Facts that you should know about working in Canada
Canada offers a plethora of job opportunities in a number of fields. Many immigrants choose to work in Canada due to the high salaries and excellent quality of life. Canadians are known for their hard work and the passion and dedication with which they work. If you have similar qualities, then Canada is a good fit for you.
If you want to work in Canada, you must know these facts about working in Canada:
1. Canada is looking for educated people
Canada is the most educated country in the world. 56% of the population of Canada have some sort of post-secondary qualification. The literacy rate in Canada is an impressive 99%.
Canadian employers are looking for graduates from universities, colleges and trade schools to live and work in the country. Educated immigrants can contribute more to the Canadian economy.
2. Graduates have a better chance of finding a job in their field
93% of all Canadian graduates find a job in their field of study. International students in Canada may apply for the Post-Graduate Work Permit. The PGWP helps eligible graduates from designated learning institutions in Canada to live and work in the country for up to 3 years.
3. Tech jobs have a very high demand
Canada boasts of a booming technology sector. There are over 41,500 tech companies in Canada. If you are from the ICT sector, finding a job in Canada will be a piece of cake. The demand for tech jobs is so high that provinces like Ontario and British Columbia have introduced tech-specific draws. These draws invite highly skilled foreign tech workers to live and work in Canada. Waterloo in Ontario is one of the major tech hubs in the country. There are over 2,500 tech jobs available in Waterloo at any given time.
4. The video game industry is growing
Video games are a $4.5 billion industry in Canada. There are an estimated 48,000 people already working in the video game industry in Canada. The number is expected to increase by 25% in the next 2 years. Gamers in Canada can expect to earn a handsome salary, almost double the national average.

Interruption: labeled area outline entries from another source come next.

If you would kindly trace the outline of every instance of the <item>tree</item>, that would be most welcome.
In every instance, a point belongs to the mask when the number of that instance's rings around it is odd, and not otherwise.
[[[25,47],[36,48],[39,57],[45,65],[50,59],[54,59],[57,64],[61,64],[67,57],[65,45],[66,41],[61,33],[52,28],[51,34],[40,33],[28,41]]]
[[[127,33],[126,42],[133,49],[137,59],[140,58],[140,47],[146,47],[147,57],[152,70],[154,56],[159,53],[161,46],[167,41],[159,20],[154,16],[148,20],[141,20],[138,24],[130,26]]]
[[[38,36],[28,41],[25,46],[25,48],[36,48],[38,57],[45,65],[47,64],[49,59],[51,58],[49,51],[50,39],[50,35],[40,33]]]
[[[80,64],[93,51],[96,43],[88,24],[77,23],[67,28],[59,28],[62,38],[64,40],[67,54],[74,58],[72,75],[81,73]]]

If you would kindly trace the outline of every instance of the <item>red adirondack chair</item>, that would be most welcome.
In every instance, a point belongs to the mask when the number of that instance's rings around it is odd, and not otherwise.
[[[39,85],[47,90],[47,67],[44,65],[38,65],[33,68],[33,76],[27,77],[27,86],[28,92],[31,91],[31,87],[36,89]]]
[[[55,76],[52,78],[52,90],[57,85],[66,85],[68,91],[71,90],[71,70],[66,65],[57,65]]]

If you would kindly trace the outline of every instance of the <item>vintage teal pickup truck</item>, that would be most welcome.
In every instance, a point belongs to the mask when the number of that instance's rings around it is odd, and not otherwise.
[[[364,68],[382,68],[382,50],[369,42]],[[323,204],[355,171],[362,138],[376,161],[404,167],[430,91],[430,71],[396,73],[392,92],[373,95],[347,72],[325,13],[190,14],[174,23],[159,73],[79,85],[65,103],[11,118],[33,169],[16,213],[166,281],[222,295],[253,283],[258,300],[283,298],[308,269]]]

5. Salary day works differently
People in most countries get their salaries once a month, typically at the end of the month. However, the salary day in Canada works differently. Canadians receive their salary twice a month, once at the beginning and once at the end.
6. Casual Friday
Canada is a big fan of casual Fridays. Employees generally dress in casual wear on Fridays. You have to wear formals for the rest of the week. However, more companies in Canada are shifting towards informal attire for the rest of the week. The formal dress code still exists; however, you can look forward to work in casual clothes every Friday when you work in Canada.
7. Shorter lunch breaks
Canadians work hard and you will find most of them eating lunch in front of their computers. Most Canadian companies stipulate a 30-minute-long lunch break as compared to 1 hour in most countries. This, however, does not mean that you do not get a 1-hour break in Canada. You get two more 15-minute breaks throughout the day for you to get coffee or just stretch your legs.
8. Get lost in translation
Most Canadians are bilingual, speaking both English and French. Many companies also prefer employees who can speak in both languages. However, if you speak good English you will do just fine.
If you are a skilled worker, there are several visa and immigration options for you to work in Canada. Some occupations like those in IT, nursing, farming and transport sectors are not only in high demand but also pay high salaries.
You can always apply for a Work Permit once you receive a job offer from Canada. However, you would need your employer to get a positive LMIA (Labour Market Impact Assessment) before you can file your Work Permit application.
Did you know that you do not need to have a job offer to migrate to Canada? You can apply for a Permanent Resident Visa through the Express Entry Program. If you meet the eligibility requirements of the Express Entry Program, you may submit an online Expression of Interest. You will be assigned a CRS (Comprehensive Ranking System) score based on factors like your age, education, work experience, and language skills. Candidates with the highest score are shortlisted and invited to apply for the Canada PR Visa process. Canadian education and work experience can earn you additional points on your CRS score. If you want to check your CRS score, you may use a CRS calculator to do so.